You may have to save and save to get that one airgun you really want, and I am telling you here that I understand that. This motorcycle was way outside my wheelhouse, so I went through the normal buying process just like any other civilian. What mattered the most to me was service after the sale. Yeah, when you pull out the big bucks for something, everybody is your friend. But a day later, when things get cold and clammy and stuff isn’t working the way you think it should, there needs to be someone there to hold your hand and open doors for you. That’s what selling is all about.
The world-record automobile salesman is Joe Girard, who is in the Guinness World Records for selling 1,425 cars in a single year. Each was an individual sale, there were no fleet sales. In his books Girard tells his readers that sales is a matter of work by the salesman, before, during and after the sale.

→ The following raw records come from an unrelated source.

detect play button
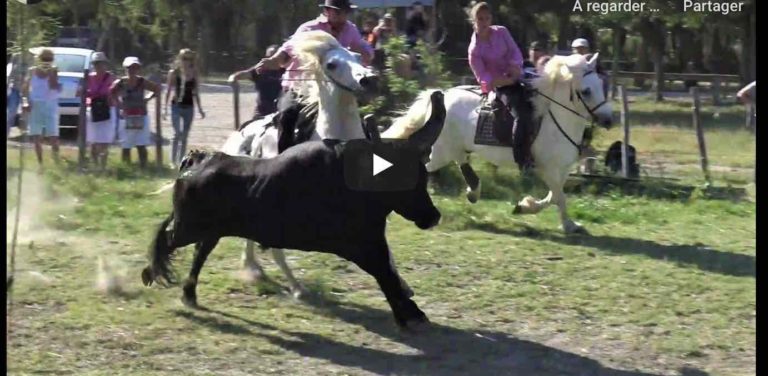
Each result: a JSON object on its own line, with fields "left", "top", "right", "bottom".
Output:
{"left": 373, "top": 154, "right": 393, "bottom": 176}
{"left": 343, "top": 139, "right": 421, "bottom": 192}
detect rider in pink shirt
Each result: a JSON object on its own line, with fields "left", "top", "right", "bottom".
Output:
{"left": 468, "top": 2, "right": 535, "bottom": 172}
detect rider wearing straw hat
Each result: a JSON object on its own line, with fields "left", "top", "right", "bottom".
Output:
{"left": 254, "top": 0, "right": 374, "bottom": 152}
{"left": 255, "top": 0, "right": 374, "bottom": 92}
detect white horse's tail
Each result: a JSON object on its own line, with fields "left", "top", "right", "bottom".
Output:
{"left": 382, "top": 89, "right": 440, "bottom": 139}
{"left": 148, "top": 181, "right": 175, "bottom": 196}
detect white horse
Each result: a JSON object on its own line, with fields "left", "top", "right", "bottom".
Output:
{"left": 221, "top": 30, "right": 406, "bottom": 298}
{"left": 382, "top": 53, "right": 613, "bottom": 234}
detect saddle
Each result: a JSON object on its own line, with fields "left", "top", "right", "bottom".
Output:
{"left": 469, "top": 81, "right": 541, "bottom": 148}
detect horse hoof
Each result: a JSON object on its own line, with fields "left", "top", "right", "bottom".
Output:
{"left": 141, "top": 267, "right": 154, "bottom": 286}
{"left": 512, "top": 204, "right": 523, "bottom": 215}
{"left": 239, "top": 268, "right": 267, "bottom": 284}
{"left": 466, "top": 191, "right": 479, "bottom": 204}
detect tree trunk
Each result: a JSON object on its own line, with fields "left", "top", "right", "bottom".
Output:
{"left": 556, "top": 12, "right": 570, "bottom": 51}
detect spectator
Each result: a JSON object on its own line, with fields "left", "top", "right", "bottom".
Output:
{"left": 523, "top": 41, "right": 550, "bottom": 76}
{"left": 571, "top": 38, "right": 590, "bottom": 56}
{"left": 369, "top": 13, "right": 397, "bottom": 70}
{"left": 229, "top": 45, "right": 285, "bottom": 128}
{"left": 406, "top": 1, "right": 428, "bottom": 48}
{"left": 23, "top": 48, "right": 61, "bottom": 169}
{"left": 369, "top": 13, "right": 397, "bottom": 49}
{"left": 164, "top": 48, "right": 205, "bottom": 167}
{"left": 361, "top": 17, "right": 377, "bottom": 42}
{"left": 84, "top": 52, "right": 117, "bottom": 172}
{"left": 110, "top": 57, "right": 162, "bottom": 169}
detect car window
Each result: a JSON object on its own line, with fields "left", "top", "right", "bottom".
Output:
{"left": 54, "top": 54, "right": 87, "bottom": 73}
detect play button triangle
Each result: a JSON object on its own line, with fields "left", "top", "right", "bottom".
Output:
{"left": 373, "top": 154, "right": 393, "bottom": 176}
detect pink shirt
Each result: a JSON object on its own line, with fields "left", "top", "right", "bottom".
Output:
{"left": 86, "top": 71, "right": 114, "bottom": 105}
{"left": 468, "top": 25, "right": 524, "bottom": 93}
{"left": 277, "top": 15, "right": 374, "bottom": 90}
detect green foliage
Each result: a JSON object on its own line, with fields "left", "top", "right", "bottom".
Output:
{"left": 360, "top": 36, "right": 454, "bottom": 123}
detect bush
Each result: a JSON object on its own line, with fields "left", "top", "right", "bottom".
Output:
{"left": 360, "top": 36, "right": 455, "bottom": 125}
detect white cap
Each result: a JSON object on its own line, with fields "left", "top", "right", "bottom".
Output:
{"left": 571, "top": 38, "right": 589, "bottom": 49}
{"left": 122, "top": 56, "right": 142, "bottom": 68}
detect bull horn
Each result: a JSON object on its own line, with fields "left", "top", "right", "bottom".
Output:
{"left": 408, "top": 91, "right": 446, "bottom": 152}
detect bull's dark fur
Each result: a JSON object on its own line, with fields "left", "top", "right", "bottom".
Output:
{"left": 143, "top": 92, "right": 446, "bottom": 329}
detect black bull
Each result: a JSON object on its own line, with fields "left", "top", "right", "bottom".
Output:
{"left": 142, "top": 92, "right": 446, "bottom": 330}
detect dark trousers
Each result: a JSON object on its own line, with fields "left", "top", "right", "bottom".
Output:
{"left": 493, "top": 82, "right": 535, "bottom": 167}
{"left": 276, "top": 91, "right": 319, "bottom": 154}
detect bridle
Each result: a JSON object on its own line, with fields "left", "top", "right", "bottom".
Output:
{"left": 530, "top": 69, "right": 609, "bottom": 153}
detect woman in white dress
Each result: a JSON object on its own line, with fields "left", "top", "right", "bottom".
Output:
{"left": 84, "top": 52, "right": 118, "bottom": 171}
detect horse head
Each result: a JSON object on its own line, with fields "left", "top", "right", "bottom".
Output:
{"left": 537, "top": 53, "right": 613, "bottom": 128}
{"left": 290, "top": 30, "right": 378, "bottom": 99}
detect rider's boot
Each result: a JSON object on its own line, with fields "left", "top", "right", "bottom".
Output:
{"left": 510, "top": 84, "right": 536, "bottom": 173}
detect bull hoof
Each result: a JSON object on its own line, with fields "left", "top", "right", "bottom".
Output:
{"left": 291, "top": 286, "right": 309, "bottom": 300}
{"left": 141, "top": 267, "right": 154, "bottom": 286}
{"left": 181, "top": 295, "right": 199, "bottom": 309}
{"left": 401, "top": 316, "right": 431, "bottom": 333}
{"left": 403, "top": 287, "right": 415, "bottom": 299}
{"left": 466, "top": 189, "right": 479, "bottom": 204}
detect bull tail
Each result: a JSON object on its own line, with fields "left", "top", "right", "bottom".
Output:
{"left": 142, "top": 213, "right": 177, "bottom": 286}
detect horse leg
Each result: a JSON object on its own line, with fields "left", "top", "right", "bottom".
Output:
{"left": 347, "top": 240, "right": 427, "bottom": 331}
{"left": 551, "top": 181, "right": 588, "bottom": 235}
{"left": 459, "top": 162, "right": 481, "bottom": 204}
{"left": 540, "top": 169, "right": 587, "bottom": 234}
{"left": 270, "top": 248, "right": 307, "bottom": 299}
{"left": 240, "top": 240, "right": 267, "bottom": 283}
{"left": 182, "top": 237, "right": 220, "bottom": 308}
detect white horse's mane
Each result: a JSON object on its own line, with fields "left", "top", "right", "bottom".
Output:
{"left": 383, "top": 54, "right": 591, "bottom": 140}
{"left": 531, "top": 54, "right": 589, "bottom": 119}
{"left": 288, "top": 30, "right": 342, "bottom": 104}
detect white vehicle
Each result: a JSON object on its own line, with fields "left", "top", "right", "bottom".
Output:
{"left": 28, "top": 47, "right": 97, "bottom": 133}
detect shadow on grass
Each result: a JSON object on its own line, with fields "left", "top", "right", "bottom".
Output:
{"left": 565, "top": 177, "right": 748, "bottom": 202}
{"left": 464, "top": 223, "right": 754, "bottom": 278}
{"left": 429, "top": 162, "right": 747, "bottom": 204}
{"left": 178, "top": 302, "right": 705, "bottom": 376}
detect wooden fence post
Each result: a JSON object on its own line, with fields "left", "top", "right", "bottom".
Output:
{"left": 232, "top": 80, "right": 240, "bottom": 130}
{"left": 155, "top": 94, "right": 162, "bottom": 167}
{"left": 691, "top": 87, "right": 712, "bottom": 185}
{"left": 746, "top": 104, "right": 755, "bottom": 132}
{"left": 78, "top": 68, "right": 89, "bottom": 171}
{"left": 711, "top": 76, "right": 721, "bottom": 106}
{"left": 618, "top": 85, "right": 630, "bottom": 178}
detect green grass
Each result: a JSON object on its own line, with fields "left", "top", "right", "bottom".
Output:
{"left": 6, "top": 139, "right": 755, "bottom": 375}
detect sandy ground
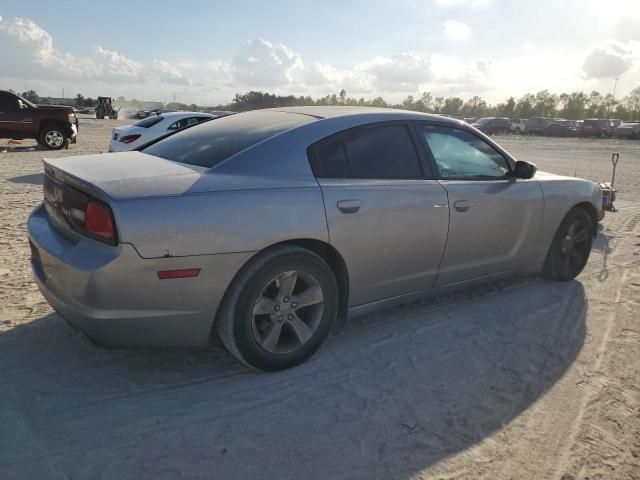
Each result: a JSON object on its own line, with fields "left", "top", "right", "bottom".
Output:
{"left": 0, "top": 117, "right": 639, "bottom": 480}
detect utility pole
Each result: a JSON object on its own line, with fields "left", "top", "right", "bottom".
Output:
{"left": 62, "top": 88, "right": 65, "bottom": 100}
{"left": 612, "top": 78, "right": 619, "bottom": 98}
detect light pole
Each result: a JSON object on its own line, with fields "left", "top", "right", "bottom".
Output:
{"left": 613, "top": 78, "right": 619, "bottom": 98}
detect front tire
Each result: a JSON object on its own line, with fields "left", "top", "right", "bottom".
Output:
{"left": 40, "top": 126, "right": 68, "bottom": 150}
{"left": 543, "top": 208, "right": 593, "bottom": 281}
{"left": 216, "top": 245, "right": 339, "bottom": 371}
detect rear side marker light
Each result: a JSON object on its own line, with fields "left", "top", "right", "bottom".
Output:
{"left": 157, "top": 269, "right": 201, "bottom": 280}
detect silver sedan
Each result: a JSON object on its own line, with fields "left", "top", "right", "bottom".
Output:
{"left": 28, "top": 107, "right": 603, "bottom": 371}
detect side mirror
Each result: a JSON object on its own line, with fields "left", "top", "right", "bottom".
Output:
{"left": 514, "top": 160, "right": 537, "bottom": 179}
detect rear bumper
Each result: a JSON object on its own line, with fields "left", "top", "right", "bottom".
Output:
{"left": 28, "top": 204, "right": 252, "bottom": 347}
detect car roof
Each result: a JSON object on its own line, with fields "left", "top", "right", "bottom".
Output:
{"left": 264, "top": 106, "right": 460, "bottom": 125}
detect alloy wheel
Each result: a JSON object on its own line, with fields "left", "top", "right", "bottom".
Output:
{"left": 45, "top": 130, "right": 64, "bottom": 148}
{"left": 251, "top": 269, "right": 324, "bottom": 354}
{"left": 559, "top": 219, "right": 590, "bottom": 274}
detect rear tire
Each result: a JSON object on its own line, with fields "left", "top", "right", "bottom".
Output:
{"left": 542, "top": 208, "right": 593, "bottom": 281}
{"left": 216, "top": 245, "right": 339, "bottom": 371}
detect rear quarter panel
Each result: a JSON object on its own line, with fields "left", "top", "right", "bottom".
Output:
{"left": 115, "top": 187, "right": 329, "bottom": 258}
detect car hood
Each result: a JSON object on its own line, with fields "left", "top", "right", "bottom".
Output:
{"left": 35, "top": 104, "right": 75, "bottom": 113}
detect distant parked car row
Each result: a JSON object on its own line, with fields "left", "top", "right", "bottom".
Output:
{"left": 464, "top": 116, "right": 638, "bottom": 139}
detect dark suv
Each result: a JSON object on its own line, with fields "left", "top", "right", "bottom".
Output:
{"left": 542, "top": 120, "right": 579, "bottom": 137}
{"left": 581, "top": 118, "right": 619, "bottom": 138}
{"left": 471, "top": 117, "right": 511, "bottom": 135}
{"left": 0, "top": 90, "right": 78, "bottom": 149}
{"left": 525, "top": 117, "right": 554, "bottom": 135}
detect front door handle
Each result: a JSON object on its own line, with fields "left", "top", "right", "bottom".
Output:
{"left": 454, "top": 200, "right": 473, "bottom": 212}
{"left": 337, "top": 199, "right": 361, "bottom": 214}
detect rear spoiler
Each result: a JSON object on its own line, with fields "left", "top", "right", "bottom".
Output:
{"left": 42, "top": 158, "right": 113, "bottom": 206}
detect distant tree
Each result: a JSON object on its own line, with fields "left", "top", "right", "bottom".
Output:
{"left": 370, "top": 96, "right": 387, "bottom": 107}
{"left": 533, "top": 90, "right": 557, "bottom": 117}
{"left": 339, "top": 89, "right": 347, "bottom": 104}
{"left": 562, "top": 91, "right": 589, "bottom": 119}
{"left": 417, "top": 91, "right": 433, "bottom": 112}
{"left": 515, "top": 93, "right": 535, "bottom": 118}
{"left": 432, "top": 96, "right": 445, "bottom": 113}
{"left": 442, "top": 97, "right": 464, "bottom": 116}
{"left": 623, "top": 87, "right": 640, "bottom": 120}
{"left": 402, "top": 95, "right": 416, "bottom": 110}
{"left": 462, "top": 95, "right": 487, "bottom": 116}
{"left": 20, "top": 90, "right": 39, "bottom": 103}
{"left": 496, "top": 96, "right": 515, "bottom": 117}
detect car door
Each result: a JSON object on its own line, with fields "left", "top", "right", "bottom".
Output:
{"left": 0, "top": 91, "right": 32, "bottom": 139}
{"left": 308, "top": 122, "right": 450, "bottom": 307}
{"left": 416, "top": 124, "right": 543, "bottom": 286}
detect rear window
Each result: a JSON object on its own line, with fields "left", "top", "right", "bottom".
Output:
{"left": 135, "top": 116, "right": 164, "bottom": 128}
{"left": 142, "top": 110, "right": 315, "bottom": 168}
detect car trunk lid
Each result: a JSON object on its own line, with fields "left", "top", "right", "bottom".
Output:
{"left": 43, "top": 152, "right": 206, "bottom": 201}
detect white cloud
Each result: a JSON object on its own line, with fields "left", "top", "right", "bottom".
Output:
{"left": 356, "top": 53, "right": 432, "bottom": 92}
{"left": 1, "top": 11, "right": 640, "bottom": 106}
{"left": 434, "top": 0, "right": 491, "bottom": 7}
{"left": 231, "top": 39, "right": 303, "bottom": 87}
{"left": 582, "top": 42, "right": 635, "bottom": 79}
{"left": 443, "top": 20, "right": 471, "bottom": 41}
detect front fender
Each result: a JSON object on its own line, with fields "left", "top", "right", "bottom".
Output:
{"left": 534, "top": 173, "right": 602, "bottom": 264}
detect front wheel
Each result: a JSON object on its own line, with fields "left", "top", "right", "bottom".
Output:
{"left": 216, "top": 245, "right": 339, "bottom": 371}
{"left": 543, "top": 208, "right": 593, "bottom": 281}
{"left": 40, "top": 126, "right": 68, "bottom": 150}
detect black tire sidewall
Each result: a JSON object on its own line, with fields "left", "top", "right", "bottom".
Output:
{"left": 231, "top": 251, "right": 338, "bottom": 371}
{"left": 545, "top": 208, "right": 593, "bottom": 281}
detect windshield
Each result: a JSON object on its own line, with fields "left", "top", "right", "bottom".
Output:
{"left": 142, "top": 110, "right": 316, "bottom": 168}
{"left": 16, "top": 93, "right": 36, "bottom": 108}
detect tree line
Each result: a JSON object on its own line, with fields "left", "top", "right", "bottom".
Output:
{"left": 17, "top": 87, "right": 640, "bottom": 121}
{"left": 225, "top": 88, "right": 640, "bottom": 121}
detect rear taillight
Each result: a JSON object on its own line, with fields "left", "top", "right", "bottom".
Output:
{"left": 44, "top": 174, "right": 117, "bottom": 244}
{"left": 85, "top": 201, "right": 115, "bottom": 241}
{"left": 119, "top": 134, "right": 141, "bottom": 144}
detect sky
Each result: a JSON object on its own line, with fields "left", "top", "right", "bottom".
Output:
{"left": 1, "top": 0, "right": 639, "bottom": 106}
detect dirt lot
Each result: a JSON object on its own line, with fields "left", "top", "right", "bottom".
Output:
{"left": 1, "top": 117, "right": 639, "bottom": 480}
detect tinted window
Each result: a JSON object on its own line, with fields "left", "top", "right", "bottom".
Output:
{"left": 143, "top": 110, "right": 315, "bottom": 168}
{"left": 311, "top": 124, "right": 422, "bottom": 179}
{"left": 168, "top": 117, "right": 206, "bottom": 130}
{"left": 0, "top": 92, "right": 18, "bottom": 112}
{"left": 135, "top": 116, "right": 164, "bottom": 128}
{"left": 421, "top": 126, "right": 510, "bottom": 179}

I know you all know this, but if you treat someone right, they will return again.
A salesman’s adage goes like this, “You can cut a man’s hair many times but you can only scalp him once.” Joe Girard once said that every person influences 250 people, so good or bad, the stories go on. I think, with over 100,000 registered readers and perhaps a quarter-million readers worldwide, B.B. Pelletier probably reaches a few more than 250.
Yes, there are buyers who only care about the absolute lowest price, and yes, they will waste a salesman’s time, only to buy from the cut-price place when all their questions are answered. My advice to salespeople about guys like this? I have a word that describes them. Bruce Wayne used the word in the Chinese prison when he was learning to be Batman. The word is — Practice. Consider the time you spend with the tire-kickers as time to refine your sales technique.
In case it hasn’t dawned on you yet, I am not really writing today’s report to my readers. I’m writing it to the businesses who want to get more customers and to retain them. I see so many crazy things like repeated spammy emails that eventually turn people off, when all it takes to grow your customer base is to treat people like you want to be treated. How about that? The Golden Rule really works.
Buyers usually know what they want, and as the price of an item goes up, so usually does the buyer’s knowledge of the item. Sure, there are kids who don’t know the muzzle of an airgun from the butt, but they shop at discount stores and buy airguns based on the colorful boxes and the emphasized velocity. Selling to them is a whole different game. What I’m talking about are those higher-ticket items whose buyers are discriminating, either because they have to be or because they just are. And, if you treat them right, they will return, if only because they were treated right.
The bottom line to selling is to sell things you believe in to people you treat like friends. Put yourself in their shoes and sell it like you’d like it to be sold to you.